Il nuovo report dell’Iss: la Regione dove si muore di più per Covid-19 è la Lombardia, ma peggiorano i dati di Campania e Sicilia. La maggior parte dei pazienti è over 80, con almeno una patologia pregressa.
L’Istituto Superiore della Sanità ha di recente pubblicato un rapporto relativo alle caratteristiche dei pazienti deceduti mentre erano risultati positivi all’infezione da SARS-CoV-2 in Italia. L’analisi si basa sui dati contenuti nelle cartelle cliniche e nelle schede di morte ISTAT recanti le cause di decesso dei pazienti. Il report traccia dunque un vero e proprio identikit di 55.824 pazienti contagiati dal coronavirus che non sono riusciti a sconfiggere la malattia. I dati sono aggiornati al 2 dicembre 2020.

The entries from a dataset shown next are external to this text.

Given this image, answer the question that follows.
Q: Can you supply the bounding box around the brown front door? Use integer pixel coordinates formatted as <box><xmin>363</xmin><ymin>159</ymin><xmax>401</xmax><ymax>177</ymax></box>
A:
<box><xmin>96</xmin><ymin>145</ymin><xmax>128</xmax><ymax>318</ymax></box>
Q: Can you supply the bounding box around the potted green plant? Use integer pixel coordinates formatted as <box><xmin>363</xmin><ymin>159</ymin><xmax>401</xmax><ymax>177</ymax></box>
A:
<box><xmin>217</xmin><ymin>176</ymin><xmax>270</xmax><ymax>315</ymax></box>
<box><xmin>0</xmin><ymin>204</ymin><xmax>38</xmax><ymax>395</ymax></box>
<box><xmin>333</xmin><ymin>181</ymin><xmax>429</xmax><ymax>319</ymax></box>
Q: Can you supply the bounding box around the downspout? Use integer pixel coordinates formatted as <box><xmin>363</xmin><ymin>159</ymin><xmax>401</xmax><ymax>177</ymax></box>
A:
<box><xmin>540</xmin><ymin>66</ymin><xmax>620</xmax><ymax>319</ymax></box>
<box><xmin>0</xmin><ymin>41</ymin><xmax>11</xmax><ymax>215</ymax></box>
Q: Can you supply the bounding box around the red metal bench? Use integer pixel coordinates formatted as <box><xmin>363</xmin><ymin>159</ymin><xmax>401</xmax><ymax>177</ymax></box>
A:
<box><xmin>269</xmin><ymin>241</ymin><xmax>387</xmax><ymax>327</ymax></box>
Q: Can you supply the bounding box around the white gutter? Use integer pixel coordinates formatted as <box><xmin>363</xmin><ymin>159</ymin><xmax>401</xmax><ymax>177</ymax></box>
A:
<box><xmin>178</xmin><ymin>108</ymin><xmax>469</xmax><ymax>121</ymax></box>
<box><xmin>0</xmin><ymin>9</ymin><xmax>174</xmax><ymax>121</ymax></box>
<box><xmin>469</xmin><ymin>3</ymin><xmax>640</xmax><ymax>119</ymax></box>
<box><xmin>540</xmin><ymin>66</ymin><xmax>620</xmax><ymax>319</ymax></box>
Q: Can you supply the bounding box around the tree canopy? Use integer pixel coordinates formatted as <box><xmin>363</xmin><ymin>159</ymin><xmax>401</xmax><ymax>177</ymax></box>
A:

Secondo quanto riportato dal reporto dell’Iss, 4 vittime su 10 risiedevano in Lombardia – dato che corrisponde a un totale di 22.252 (39,9%) dei decessi. In buona sostanza, la Lombardia è risultata essere la Regione più drammaticamente colpita in Italia, un triste primato che l’ha accompagnata nella prima ondata della pandemia, e che continua anche in questa seconda impennata di casi. A seguire, le Regioni che hanno registrato il maggior numero di morti sono l’Emilia Romagna (10,4%), il Piemonte (10%), il Veneto (7%), il Lazio (4,5%), la Liguria e la Toscana (4,3%). Basilicata e Molise, invece, con il loro 0,2% dei decessi da Covid-19, si posizionano in fondo alla classifica.
Ad ogni modo, la prima e la seconda ondata di contagi sono caratterizzate da una diversa distribuzione territoriale, tanto che se la Lombarda è passata dal 47,6% dei morti (quasi la metà del totale) di marzo-maggio al 27% di ottobre-dicembre, le Regioni più a sud hanno assistito a una tendenza inversa. Il Lazio, non a caso, è passato dal 2,4% della prima ondata al 7,9% della seconda; la Toscana dal 3% al 6,4%; la Sicilia è passata dallo 0,9% al 6,2%; la Campania, dall’1,4% al preoccupante 8,3%.
Il report tiene conto anche dell’identikit dei pazienti che hanno perso la battaglia contro il Covid-19. Secondo quanto rilevato dall’Iss, l’età media delle vittime si attesta sugli 80 anni. Diverso il caso delle donne, però: le pazienti morte a causa del Covid-19 sono 23.596 (42,3%), con un’età media di 85 anni – quindi più alta rispetto a quella degli uomini. Tra i deceduti, solo l’1,2% (657) era under 50, e tra questi 163 avevano meno di 40 anni (nello specifico, 102 uomini e 61 donne di età compresa tra 0 e 39 anni).
Dei pazienti under 40, la maggior parte di loro (119) presentava gravi patologie preesistenti, quali problematiche cardiovascolari, renali, psichiatriche, legate al diabete all’obesità. Ad ogni modo, complessivamente il 97% di tutti i deceduti a causa del Covid-19 presentava almeno una patologia cronica preesistente: come spiegato nel report, infatti, solo 180 pazienti (3,1%) presentavano zero patologie. Sarebbero invece 712 (12,4%) coloro che presentavano presentavano 1 patologia; 1060 (18,5%) coloro che presentavano 2 patologie; 3774 (65,9%) i pazienti che presentavano 3 o più patologie.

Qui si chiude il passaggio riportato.